Francis, urging a return to multilateralism, went on to cite from the founding fathers of the European Union who after the Second World War sought to forge together in hopes of preventing future conflicts.
"We seem to be witnessing the sorry sunset of that choral dream of peace, as the soloists of war now take over," he lamented.
Now is the time, said the pope, "to recover the European spirit: the excitement and vision of its founders, who were statesmen able to look beyond their own times, beyond national boundaries and immediate needs, and to generate forms of diplomacy capable of pursuing unity, not aggravating divisions."
While only directly mentioning the conflict in Ukraine once, the pope quoted from the 1950 Schuman Declaration that inspired today's 27-member European Union: "World peace cannot be ensured except by creative efforts, proportionate to the dangers threatening it."
"At the present time," Francis added, "those dangers are many indeed; but I ask myself, thinking not least of war-torn Ukraine, where are creative efforts for peace?"
In her opening remarks to the pope, Hungarian President Katalin Novák praised the pope for coming to Hungary, saying, "Hungarians and millions of people all over the world see in you the man of peace!"
"Speak to Kyiv and Moscow, to Washington, Brussels, Budapest and with all those without whom there can be no peace," she pleaded. "Here, in Budapest, we ask you to kindly personally intercede for a just peace as soon as possible."
In recent months, Orbán's government has been widely viewed as inching closer to Russia and China than to Europe, with the prime minister claiming that Hungary and the Vatican are the only two countries in Europe seeking peace.
Ahead of the pope's arrival here in Budapest, many western and European diplomats to the Vatican had expressed concern that Francis' presence in Hungary could be instrumentalized by Russia and its allies.
In Rome, in recent days, numerous ambassadors stressed that while the pope's peace message is welcomed, they insisted that he must offer an unqualified call for a "just peace" that properly identifies the aggressor and the victim.
Yet while the majority of the pope's 20-minute address offered a markedly different vision for Europe than that of the current Hungarian government, Francis commended the country's pro-family policies that seek to promote traditional marriage and limit legal abortion.

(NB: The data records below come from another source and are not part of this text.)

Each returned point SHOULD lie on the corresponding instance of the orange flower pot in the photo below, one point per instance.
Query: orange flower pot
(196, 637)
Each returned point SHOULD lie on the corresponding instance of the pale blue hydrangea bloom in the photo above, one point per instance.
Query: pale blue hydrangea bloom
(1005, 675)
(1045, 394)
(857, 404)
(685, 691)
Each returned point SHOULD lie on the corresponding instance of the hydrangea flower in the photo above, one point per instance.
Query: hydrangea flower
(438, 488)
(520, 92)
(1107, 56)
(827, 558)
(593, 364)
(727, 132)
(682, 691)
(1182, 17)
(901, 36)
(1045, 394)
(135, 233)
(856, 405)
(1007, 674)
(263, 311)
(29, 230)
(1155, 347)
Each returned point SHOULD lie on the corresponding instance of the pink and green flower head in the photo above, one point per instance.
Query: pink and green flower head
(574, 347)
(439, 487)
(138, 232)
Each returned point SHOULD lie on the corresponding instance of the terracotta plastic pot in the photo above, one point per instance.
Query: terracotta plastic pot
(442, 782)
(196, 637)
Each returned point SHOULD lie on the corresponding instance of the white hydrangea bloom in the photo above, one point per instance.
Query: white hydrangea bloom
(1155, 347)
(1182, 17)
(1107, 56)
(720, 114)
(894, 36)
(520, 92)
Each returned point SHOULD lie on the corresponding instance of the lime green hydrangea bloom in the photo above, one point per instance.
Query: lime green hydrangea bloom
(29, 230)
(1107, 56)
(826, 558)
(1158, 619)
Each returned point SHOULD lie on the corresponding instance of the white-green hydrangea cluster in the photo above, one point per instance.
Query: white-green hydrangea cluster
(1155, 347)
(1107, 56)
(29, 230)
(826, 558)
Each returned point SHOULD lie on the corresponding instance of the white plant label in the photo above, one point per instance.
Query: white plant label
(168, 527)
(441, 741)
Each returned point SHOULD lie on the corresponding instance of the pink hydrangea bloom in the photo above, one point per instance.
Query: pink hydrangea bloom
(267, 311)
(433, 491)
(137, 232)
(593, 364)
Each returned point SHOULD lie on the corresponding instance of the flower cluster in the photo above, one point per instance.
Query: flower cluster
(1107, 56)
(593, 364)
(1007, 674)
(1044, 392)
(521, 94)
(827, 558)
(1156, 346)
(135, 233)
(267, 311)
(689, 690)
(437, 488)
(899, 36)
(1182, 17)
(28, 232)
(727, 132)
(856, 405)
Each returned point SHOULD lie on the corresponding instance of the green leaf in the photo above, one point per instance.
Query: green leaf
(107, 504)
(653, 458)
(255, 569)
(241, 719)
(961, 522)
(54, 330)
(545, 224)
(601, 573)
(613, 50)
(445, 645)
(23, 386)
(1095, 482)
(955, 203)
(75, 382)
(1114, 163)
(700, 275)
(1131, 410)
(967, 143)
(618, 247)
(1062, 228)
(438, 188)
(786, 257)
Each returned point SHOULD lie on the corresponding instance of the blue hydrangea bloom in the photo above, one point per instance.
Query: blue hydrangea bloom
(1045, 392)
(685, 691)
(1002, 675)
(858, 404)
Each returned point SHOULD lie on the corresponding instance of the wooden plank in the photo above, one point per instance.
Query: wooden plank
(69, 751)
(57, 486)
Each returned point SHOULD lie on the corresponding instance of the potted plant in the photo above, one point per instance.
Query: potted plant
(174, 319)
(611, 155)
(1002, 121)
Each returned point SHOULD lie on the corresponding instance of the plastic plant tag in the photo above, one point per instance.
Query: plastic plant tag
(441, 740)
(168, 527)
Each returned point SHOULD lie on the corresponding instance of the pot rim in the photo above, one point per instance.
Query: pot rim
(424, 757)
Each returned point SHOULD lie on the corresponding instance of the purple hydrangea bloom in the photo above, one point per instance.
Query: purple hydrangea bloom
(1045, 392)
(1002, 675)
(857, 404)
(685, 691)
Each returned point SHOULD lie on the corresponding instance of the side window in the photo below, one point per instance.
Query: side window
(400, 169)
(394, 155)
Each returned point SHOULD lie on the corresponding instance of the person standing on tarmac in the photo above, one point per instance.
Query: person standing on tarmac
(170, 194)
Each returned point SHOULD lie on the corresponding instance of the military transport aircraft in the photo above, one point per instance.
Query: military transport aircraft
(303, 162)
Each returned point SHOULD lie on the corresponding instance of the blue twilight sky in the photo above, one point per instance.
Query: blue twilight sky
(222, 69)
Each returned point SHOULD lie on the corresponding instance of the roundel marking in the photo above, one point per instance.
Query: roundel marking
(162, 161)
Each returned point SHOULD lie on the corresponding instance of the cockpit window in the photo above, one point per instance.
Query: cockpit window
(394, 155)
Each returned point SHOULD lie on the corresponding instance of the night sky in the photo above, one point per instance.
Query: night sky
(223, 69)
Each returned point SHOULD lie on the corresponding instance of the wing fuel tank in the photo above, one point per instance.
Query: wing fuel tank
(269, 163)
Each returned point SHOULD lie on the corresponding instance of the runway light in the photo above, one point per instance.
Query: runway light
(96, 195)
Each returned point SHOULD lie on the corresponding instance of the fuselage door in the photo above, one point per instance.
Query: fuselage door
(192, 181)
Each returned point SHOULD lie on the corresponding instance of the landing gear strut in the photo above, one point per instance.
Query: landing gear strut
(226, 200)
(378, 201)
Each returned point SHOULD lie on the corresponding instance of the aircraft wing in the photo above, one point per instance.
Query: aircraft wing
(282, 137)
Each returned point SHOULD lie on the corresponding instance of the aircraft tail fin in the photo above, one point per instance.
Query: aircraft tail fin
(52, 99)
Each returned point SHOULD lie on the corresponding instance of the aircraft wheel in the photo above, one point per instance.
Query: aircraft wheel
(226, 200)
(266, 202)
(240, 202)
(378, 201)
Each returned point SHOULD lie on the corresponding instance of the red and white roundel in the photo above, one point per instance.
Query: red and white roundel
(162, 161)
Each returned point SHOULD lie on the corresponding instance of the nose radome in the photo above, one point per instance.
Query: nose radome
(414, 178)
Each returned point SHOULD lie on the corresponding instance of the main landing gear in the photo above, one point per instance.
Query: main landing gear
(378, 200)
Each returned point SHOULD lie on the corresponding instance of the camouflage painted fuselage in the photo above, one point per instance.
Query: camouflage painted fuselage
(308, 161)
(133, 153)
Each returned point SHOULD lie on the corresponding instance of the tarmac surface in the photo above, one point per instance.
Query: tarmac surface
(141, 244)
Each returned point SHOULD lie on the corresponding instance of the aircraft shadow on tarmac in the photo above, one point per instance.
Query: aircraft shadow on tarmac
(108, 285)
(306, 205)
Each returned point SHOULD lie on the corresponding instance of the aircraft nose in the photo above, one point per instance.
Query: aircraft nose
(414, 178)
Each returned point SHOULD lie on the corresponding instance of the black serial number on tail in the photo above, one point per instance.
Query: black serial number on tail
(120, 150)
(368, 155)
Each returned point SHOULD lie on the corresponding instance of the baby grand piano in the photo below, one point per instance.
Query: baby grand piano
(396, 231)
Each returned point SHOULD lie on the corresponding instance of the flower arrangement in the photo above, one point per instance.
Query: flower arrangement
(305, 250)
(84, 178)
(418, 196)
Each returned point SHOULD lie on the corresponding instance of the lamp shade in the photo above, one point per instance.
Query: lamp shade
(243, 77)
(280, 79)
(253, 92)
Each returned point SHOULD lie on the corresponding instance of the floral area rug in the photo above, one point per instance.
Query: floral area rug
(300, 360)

"How much better it would be to build a Europe centered on the human person and on its peoples, with effective policies for natality and the family — policies that are pursued attentively in this country — a Europe whose different nations would form a single family that protects the growth and uniqueness of each of its members," said the pope.
As the pope concluded his opening remarks in Hungary — his second visit in less than two years — Francis again praised the country's strong national identity, but said it must also be marked by an "openness towards others."
Pope Francis meets with Hungarian Prime Minister Viktor Orbán at Sándor Palace April 28 in Budapest, Hungary. The pope was beginning a three-day trip to Hungary's capital with meetings with government officials. (CNS/Vatican Media)
The pope delivered his remarks here at a former Carmelite monastery, which today serves as the seat of Hungary's head of government, following private meetings with both Novák and Orbán.
During the short two-hour flight from Rome, Francis spent some 25 minutes greeting reporters traveling with him. When asked how he was feeling, the 86-year-old pontiff who was hospitalized with bronchitis for three days last month, joked that "weeds never die."
Upon arriving in Hungary, Francis — who has struggled with mobility issues over the last year and has relied on the use of a wheelchair during his recent travels — forewent the chair, both walking on the tarmac using only the assistance of a cane and delivering his speech while standing.
After dedicating the majority of his inaugural remarks to the theme of migration, Francis will begin his second-day in the Hungarian capital by meeting with refugees, including recent arrivals from Ukraine.